You know good and well, that every time you attack or critique us Lubavitchers, you don’t influence us in any way. We either ignore you, or the more passionate among us may respond to your criticisms at us.

There is though a position that you are passionate about, that is shared by many in the Lubavitch community, that if you would champion that cause, you would be able to win many allies in the Lubavitch community, and it could influence (in my humble opinion) future Lubavitch practice in this issue. That issue is commerce. People in the Lubavitch community have a mentality that somehow getting a job, and not pursuing shlichus, is a negative pursuit.

There are so many young Lubavitchers (hundreds) nebach rotting away in kollel “looking” for shlichus. If a shlichus opportunity doesn’t present itself to a young Lubavitcher after two children, he will have no choice, and he will have to get a job.

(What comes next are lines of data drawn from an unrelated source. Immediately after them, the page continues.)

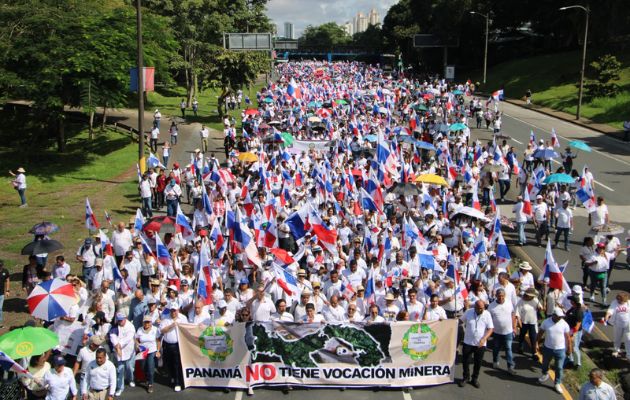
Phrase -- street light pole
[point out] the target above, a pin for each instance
(140, 71)
(581, 90)
(485, 52)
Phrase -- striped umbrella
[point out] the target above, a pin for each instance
(51, 299)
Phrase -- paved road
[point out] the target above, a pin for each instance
(494, 385)
(610, 164)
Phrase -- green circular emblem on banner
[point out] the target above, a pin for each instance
(419, 342)
(216, 343)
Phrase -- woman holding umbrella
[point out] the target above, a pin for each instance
(19, 184)
(38, 366)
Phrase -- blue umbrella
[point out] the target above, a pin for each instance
(559, 178)
(406, 139)
(545, 154)
(424, 145)
(457, 127)
(580, 145)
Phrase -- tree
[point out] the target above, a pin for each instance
(325, 36)
(230, 70)
(60, 50)
(607, 70)
(371, 38)
(198, 23)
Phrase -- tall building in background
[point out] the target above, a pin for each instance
(288, 31)
(373, 17)
(361, 22)
(349, 27)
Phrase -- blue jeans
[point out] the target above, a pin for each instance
(124, 370)
(565, 232)
(599, 279)
(576, 356)
(522, 239)
(148, 366)
(500, 341)
(171, 207)
(22, 194)
(146, 207)
(558, 356)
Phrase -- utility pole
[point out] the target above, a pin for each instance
(587, 10)
(140, 68)
(485, 52)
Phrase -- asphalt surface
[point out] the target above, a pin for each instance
(610, 164)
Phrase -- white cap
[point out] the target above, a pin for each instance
(558, 312)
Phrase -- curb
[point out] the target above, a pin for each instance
(616, 134)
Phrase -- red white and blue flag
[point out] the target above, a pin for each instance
(90, 219)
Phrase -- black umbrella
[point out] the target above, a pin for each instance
(44, 228)
(406, 189)
(41, 246)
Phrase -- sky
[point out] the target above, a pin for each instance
(316, 12)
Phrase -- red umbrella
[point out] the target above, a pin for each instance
(162, 224)
(323, 113)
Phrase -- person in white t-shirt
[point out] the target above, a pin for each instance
(434, 312)
(504, 321)
(564, 221)
(541, 219)
(557, 344)
(599, 217)
(527, 318)
(618, 315)
(478, 327)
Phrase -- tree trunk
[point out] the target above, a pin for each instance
(91, 126)
(193, 92)
(221, 102)
(61, 133)
(104, 121)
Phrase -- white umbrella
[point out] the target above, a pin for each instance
(472, 212)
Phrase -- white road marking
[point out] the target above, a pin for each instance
(596, 181)
(560, 136)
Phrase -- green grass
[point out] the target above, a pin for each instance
(552, 79)
(167, 100)
(102, 169)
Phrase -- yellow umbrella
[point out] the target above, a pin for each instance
(248, 157)
(432, 179)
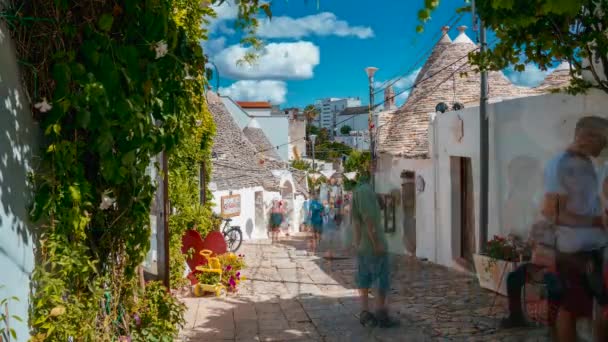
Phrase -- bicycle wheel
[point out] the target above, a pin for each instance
(234, 238)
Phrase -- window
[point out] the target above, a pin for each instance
(387, 204)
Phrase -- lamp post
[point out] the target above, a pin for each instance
(370, 71)
(313, 138)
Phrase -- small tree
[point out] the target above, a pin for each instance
(544, 32)
(345, 130)
(357, 161)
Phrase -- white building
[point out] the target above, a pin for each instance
(428, 173)
(329, 108)
(248, 173)
(357, 119)
(273, 122)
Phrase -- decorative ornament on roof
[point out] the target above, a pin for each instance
(441, 107)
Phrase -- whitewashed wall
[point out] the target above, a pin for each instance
(388, 178)
(246, 220)
(18, 147)
(524, 134)
(276, 129)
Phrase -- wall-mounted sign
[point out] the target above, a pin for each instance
(458, 129)
(231, 205)
(420, 184)
(388, 212)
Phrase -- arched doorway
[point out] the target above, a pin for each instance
(287, 193)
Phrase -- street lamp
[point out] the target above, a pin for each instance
(370, 71)
(313, 138)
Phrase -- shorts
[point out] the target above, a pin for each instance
(317, 227)
(581, 239)
(276, 220)
(372, 270)
(576, 297)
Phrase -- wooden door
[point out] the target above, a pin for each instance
(408, 200)
(467, 212)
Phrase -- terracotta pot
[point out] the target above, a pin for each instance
(492, 273)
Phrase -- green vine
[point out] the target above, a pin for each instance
(112, 84)
(193, 153)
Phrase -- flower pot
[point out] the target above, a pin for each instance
(492, 273)
(200, 289)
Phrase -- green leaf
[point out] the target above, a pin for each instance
(266, 8)
(83, 118)
(105, 22)
(424, 15)
(75, 194)
(129, 158)
(62, 77)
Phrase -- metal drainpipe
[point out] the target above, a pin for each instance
(483, 149)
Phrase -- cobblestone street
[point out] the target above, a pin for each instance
(293, 296)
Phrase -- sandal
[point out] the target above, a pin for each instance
(367, 319)
(385, 321)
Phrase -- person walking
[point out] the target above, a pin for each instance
(276, 219)
(316, 220)
(572, 204)
(372, 257)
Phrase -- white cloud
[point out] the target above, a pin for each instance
(226, 11)
(322, 24)
(264, 90)
(280, 61)
(214, 46)
(531, 77)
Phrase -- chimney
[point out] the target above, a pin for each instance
(445, 37)
(389, 98)
(462, 37)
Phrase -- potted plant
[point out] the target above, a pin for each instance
(209, 276)
(232, 266)
(502, 255)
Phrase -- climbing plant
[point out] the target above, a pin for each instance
(113, 84)
(191, 154)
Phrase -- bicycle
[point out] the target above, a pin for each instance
(233, 235)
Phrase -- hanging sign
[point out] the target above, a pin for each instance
(328, 173)
(231, 205)
(351, 175)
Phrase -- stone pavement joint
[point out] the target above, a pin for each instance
(292, 295)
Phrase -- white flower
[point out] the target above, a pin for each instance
(161, 49)
(43, 106)
(106, 201)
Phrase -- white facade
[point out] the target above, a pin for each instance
(297, 137)
(330, 107)
(254, 220)
(275, 127)
(524, 134)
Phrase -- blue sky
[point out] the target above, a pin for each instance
(313, 53)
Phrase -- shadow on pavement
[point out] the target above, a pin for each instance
(291, 295)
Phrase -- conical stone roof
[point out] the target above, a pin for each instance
(236, 164)
(260, 141)
(446, 77)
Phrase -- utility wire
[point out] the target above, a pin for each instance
(400, 92)
(423, 57)
(426, 52)
(429, 77)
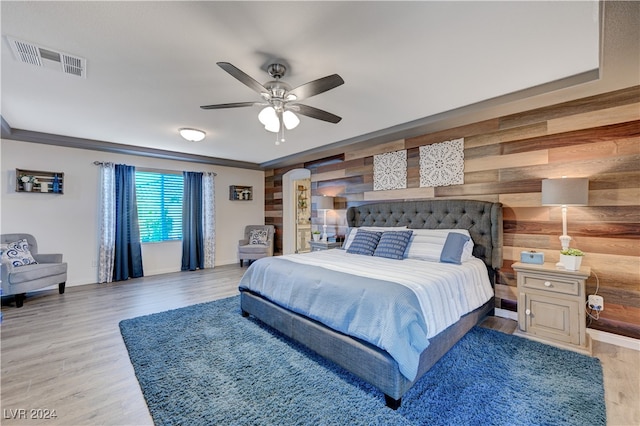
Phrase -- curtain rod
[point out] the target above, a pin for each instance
(99, 163)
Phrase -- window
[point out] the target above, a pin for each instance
(159, 198)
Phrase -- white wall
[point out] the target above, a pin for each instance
(68, 223)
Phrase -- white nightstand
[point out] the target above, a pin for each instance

At that point, it is impossible for him to be entrepreneurial, because he has a family he has to provide for, so at this stage of the game, he doesn’t have the luxury to take risk. He ends up with a loserish job, and it is at that point too late to reverse the clock.

Had this yungerman initially of had the view, that there is nothing disgraceful with an honest job in the business/corporate world, he would have had a different outcome. That is not to say that if you are a very talented idealistic Lubavitcher, you shouldn’t pursue a shlichus, you should, but if you are not 100% genuinely driven towards shlichus, there should be no reason a Lubavitcher should not pursue a business career. Even the Lubavitcher Rebbe (I believe) didn’t oppose attending college after marriage.

If the tide changes in Lubavitch in this issue, I believe it can be a turning point in the ENTIRE chareidi world in this issue. You are a talented articulate writer who has the opportunity and forum to champion this issue. Unfortunately, you have tarnished your ability to have a listening ear in the Lubavitch community, due to your relentless attacks on our community (despite your insistence that it is all constructive criticism, we don’t see it that way).

If you release a statement on your website that you regret your theological critiques on Lubavitch, and that it was in bad taste, and you are committed in the future not to engage in it anymore, I think you would rebuild the trust in our community, and regain the platform (meaning a LISTENING ear) to influence Lubavitch.

Then your blog would actually have the ability to influence change, and not merely be a platform to rant! If you have too much pride to disassociate yourself from your past critiques of Lubavitch, then I believe you will have no ear in Lubavitch youth (or Lubavitch in general).

It doesn’t mean you have to alter your opinions in those issues, just reassure the Lubavitch community that it was in bad taste that you engaged in raising such sensitive issues on your blog, with full knowledge that you didn’t have a shot in influencing Lubavitch anyhow.

The ball is in your court, do with it as you please.